More and more today in America, the people who work hard, play by the rules, and live within their means are being forced to subsidize political and economic elites who don’t.
The miserable process we have witnessed last week represents the last gasping throes of a discredited Washington status quo. Ten years ago, this bill would not have been controversial. Five years ago, an easy majority would have been purchased with earmarks. This week, with the full weight of both party’s leaderships, it barely made it over the finish line.
Change comes slowly, as we know. And it comes slowest to those institutions that make the rules.
But change is coming. The era of passing 1600-page bills, written in secret, via a process that includes lobbyists but excludes the American people is coming to an end.
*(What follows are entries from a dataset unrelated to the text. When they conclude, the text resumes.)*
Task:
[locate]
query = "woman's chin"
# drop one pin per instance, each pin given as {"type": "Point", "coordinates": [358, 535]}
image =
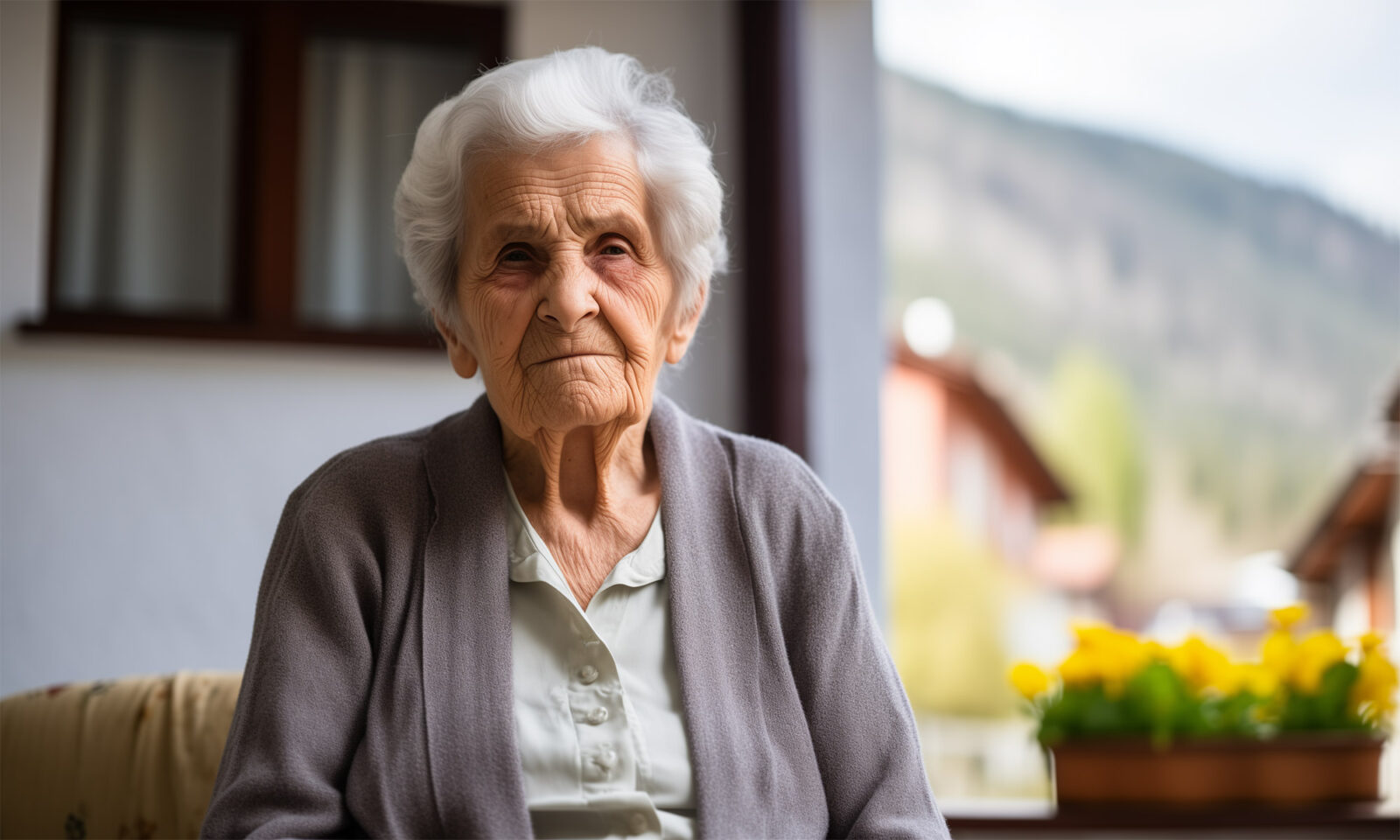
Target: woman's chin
{"type": "Point", "coordinates": [578, 402]}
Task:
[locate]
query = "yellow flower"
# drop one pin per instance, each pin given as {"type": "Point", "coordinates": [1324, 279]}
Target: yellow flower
{"type": "Point", "coordinates": [1203, 667]}
{"type": "Point", "coordinates": [1287, 616]}
{"type": "Point", "coordinates": [1259, 681]}
{"type": "Point", "coordinates": [1080, 668]}
{"type": "Point", "coordinates": [1278, 654]}
{"type": "Point", "coordinates": [1029, 681]}
{"type": "Point", "coordinates": [1374, 693]}
{"type": "Point", "coordinates": [1313, 657]}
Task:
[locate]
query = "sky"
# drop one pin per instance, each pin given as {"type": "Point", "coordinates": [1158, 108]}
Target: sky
{"type": "Point", "coordinates": [1304, 93]}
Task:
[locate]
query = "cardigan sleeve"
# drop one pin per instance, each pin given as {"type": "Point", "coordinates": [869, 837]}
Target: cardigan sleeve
{"type": "Point", "coordinates": [300, 711]}
{"type": "Point", "coordinates": [860, 720]}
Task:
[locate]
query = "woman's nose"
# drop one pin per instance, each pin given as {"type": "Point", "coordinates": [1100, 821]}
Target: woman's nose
{"type": "Point", "coordinates": [569, 294]}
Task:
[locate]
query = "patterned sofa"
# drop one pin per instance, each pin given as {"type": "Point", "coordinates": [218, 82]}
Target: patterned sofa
{"type": "Point", "coordinates": [126, 758]}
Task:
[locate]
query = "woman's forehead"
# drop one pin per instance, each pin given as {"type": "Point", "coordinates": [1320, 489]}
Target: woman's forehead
{"type": "Point", "coordinates": [590, 186]}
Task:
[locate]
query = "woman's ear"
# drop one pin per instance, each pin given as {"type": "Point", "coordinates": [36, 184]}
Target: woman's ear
{"type": "Point", "coordinates": [464, 361]}
{"type": "Point", "coordinates": [679, 340]}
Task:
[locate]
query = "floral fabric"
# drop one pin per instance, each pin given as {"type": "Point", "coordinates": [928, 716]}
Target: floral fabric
{"type": "Point", "coordinates": [126, 758]}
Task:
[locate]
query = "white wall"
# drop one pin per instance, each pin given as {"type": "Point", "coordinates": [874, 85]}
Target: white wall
{"type": "Point", "coordinates": [140, 480]}
{"type": "Point", "coordinates": [844, 261]}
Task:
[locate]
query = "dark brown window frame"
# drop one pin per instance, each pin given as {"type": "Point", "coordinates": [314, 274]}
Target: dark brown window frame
{"type": "Point", "coordinates": [272, 39]}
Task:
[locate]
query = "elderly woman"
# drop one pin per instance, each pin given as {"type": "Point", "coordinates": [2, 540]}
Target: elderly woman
{"type": "Point", "coordinates": [570, 611]}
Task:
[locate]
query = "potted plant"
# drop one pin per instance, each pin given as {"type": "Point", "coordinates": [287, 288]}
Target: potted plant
{"type": "Point", "coordinates": [1126, 720]}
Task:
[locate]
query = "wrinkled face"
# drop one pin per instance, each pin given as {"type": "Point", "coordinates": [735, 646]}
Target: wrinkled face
{"type": "Point", "coordinates": [564, 301]}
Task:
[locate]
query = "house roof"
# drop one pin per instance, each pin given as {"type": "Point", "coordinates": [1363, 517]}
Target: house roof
{"type": "Point", "coordinates": [991, 416]}
{"type": "Point", "coordinates": [1360, 508]}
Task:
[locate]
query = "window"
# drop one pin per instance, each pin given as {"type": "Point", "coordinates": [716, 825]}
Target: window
{"type": "Point", "coordinates": [228, 170]}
The era of big government rigging the rules for big business and big special interests while leaving everyone else behind is coming to an end.
A new era is coming, in which Washington will once again be forced to work for the American people instead of the other way around.
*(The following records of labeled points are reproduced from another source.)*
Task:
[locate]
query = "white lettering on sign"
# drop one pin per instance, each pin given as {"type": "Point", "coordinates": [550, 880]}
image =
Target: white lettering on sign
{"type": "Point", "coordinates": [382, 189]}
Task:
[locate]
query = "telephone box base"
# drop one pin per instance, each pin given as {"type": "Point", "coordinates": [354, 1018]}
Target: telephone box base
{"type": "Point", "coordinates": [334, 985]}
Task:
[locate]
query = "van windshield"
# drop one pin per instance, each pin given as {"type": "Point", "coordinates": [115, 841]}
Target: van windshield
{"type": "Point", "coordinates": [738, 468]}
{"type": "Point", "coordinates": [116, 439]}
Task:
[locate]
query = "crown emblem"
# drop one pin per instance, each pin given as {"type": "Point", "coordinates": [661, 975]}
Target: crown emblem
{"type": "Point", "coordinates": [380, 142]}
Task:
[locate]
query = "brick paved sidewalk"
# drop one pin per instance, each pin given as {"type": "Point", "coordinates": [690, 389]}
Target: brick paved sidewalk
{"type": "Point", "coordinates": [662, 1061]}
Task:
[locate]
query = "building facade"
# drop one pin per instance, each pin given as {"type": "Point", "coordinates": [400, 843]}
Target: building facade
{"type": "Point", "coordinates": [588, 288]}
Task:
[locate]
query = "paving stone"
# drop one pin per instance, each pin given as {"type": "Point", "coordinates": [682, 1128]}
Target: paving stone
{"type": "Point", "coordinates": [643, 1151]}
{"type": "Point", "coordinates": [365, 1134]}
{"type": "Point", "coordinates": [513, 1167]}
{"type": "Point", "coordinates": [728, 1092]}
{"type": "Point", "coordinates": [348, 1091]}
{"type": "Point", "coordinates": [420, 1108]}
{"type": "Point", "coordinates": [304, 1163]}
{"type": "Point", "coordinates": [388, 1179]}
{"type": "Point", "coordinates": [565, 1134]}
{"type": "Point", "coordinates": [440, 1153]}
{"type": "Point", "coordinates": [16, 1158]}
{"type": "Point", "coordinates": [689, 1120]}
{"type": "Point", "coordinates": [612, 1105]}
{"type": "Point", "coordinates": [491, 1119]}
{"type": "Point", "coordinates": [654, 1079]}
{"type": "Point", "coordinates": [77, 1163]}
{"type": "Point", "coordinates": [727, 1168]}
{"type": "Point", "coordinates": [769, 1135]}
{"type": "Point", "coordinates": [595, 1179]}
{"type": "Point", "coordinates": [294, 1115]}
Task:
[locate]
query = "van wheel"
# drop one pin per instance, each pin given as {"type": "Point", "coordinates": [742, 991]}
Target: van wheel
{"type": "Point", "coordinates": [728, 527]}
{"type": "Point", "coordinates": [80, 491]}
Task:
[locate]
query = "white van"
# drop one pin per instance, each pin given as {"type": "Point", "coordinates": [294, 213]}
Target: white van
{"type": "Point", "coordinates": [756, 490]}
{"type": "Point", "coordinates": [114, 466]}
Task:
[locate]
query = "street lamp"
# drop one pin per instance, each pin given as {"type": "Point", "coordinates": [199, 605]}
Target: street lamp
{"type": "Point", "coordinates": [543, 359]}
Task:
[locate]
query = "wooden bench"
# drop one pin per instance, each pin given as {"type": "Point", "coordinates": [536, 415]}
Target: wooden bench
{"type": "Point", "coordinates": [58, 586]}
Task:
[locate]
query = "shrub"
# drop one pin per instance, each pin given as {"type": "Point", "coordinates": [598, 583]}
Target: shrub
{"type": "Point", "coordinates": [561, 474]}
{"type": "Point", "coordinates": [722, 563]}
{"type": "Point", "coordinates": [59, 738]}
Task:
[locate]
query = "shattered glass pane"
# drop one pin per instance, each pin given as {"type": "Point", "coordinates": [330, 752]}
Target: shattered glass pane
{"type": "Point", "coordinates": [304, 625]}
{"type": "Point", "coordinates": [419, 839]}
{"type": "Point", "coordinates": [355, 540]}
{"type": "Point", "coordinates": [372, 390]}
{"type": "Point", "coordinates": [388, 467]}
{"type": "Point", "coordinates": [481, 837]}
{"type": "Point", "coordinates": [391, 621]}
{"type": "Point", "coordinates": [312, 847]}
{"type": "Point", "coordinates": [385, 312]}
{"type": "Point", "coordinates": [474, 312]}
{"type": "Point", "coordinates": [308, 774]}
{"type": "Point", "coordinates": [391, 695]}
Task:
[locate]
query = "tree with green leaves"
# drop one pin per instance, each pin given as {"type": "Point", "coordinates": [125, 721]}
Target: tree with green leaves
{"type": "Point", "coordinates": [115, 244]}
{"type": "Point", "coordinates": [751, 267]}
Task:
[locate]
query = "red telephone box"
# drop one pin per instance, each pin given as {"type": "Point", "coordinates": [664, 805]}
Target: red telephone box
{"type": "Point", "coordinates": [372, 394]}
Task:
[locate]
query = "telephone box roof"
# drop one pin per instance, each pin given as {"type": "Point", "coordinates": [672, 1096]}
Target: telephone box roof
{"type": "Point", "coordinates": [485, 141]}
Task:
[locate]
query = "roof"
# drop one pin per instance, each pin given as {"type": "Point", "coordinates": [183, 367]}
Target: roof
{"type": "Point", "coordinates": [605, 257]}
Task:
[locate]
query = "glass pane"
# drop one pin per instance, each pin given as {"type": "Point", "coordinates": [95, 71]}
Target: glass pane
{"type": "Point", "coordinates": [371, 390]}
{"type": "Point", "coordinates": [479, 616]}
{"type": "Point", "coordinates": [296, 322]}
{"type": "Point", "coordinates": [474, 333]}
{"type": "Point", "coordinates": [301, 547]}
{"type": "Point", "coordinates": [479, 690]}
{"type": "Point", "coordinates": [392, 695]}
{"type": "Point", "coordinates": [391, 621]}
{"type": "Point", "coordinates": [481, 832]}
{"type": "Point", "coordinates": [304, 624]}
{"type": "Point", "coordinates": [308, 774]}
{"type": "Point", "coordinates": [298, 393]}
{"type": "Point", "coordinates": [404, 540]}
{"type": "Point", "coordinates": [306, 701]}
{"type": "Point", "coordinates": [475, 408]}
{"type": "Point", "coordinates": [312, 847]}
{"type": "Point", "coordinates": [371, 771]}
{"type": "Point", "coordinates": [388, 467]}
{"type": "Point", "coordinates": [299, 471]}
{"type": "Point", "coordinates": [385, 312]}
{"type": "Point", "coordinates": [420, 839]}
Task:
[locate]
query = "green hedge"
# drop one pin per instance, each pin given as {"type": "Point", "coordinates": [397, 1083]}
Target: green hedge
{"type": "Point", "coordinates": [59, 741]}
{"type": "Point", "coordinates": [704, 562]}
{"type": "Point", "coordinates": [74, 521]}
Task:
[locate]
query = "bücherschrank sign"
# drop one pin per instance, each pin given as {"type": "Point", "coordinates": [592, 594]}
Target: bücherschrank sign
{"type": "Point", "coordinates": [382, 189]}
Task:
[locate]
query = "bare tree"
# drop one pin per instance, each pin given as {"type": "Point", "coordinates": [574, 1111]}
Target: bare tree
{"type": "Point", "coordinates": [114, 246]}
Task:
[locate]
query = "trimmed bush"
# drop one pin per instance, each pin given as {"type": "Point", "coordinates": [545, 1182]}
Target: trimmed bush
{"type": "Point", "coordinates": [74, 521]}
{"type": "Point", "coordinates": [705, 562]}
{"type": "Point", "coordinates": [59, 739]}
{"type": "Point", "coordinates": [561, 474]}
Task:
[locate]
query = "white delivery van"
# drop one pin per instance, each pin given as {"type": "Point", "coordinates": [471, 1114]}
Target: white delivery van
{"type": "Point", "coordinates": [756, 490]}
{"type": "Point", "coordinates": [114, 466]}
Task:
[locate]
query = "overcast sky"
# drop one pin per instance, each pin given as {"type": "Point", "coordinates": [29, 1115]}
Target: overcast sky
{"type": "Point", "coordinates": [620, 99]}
To those Americans who have watched with dismay what Congress did – and didn’t do – this week, who made their voices heard by flooding both sides of the aisle with phone calls and emails… take heart. It may not look like it today, but they are winning. America is winning.
The Beltway establishments of both parties are exhausted: out of ideas, and running out of time. Next year, a new unified Congress has an opportunity to reshape the national debate, to challenge Washington’s failing status quo and its failed champion in the Oval Office.
We can finally begin the hard, overdue work:
- of rescuing our economy from the grips of government dysfunction and political privilege;
- of rescuing our healthcare system from Obamacare;
- of reviving our education system and modernizing our transportation system;
- of fixing our broken immigration system;
- of ending special-interest manipulation of our tax system and reforming regulations to level the playing for small and new businesses.
Next year – just next month – we can begin to craft a new reform agenda to increase access to and opportunity within America’s middle class, an agenda that grows the economy and take-home pay, and an agenda that restores mobility and opportunity to working families and communities, while putting political and corporate elites back to work for everyone else.
And we can look to our own house, to reform the way Congress conducts the people’s business, the way we budget and spend the people’s money, so embarrassments like this CRomnibus are relics of a discredited past.
We can. And we will.
Via: Jen Kuznicki.
2 comments:
I hope Senator Lee is right. He is certainly more optimistic than I am. Right now I feel like I wasted my time all last summer working to get Republicans elected in November.
If he really wants to fix our "broken immigration system" he'll work to reverse Ted Kennedy's 1965 immigration reform which shut the doors to white, educated europeans and opened the flood gates to illiterate third worlders, many of whom refuse to assimilate.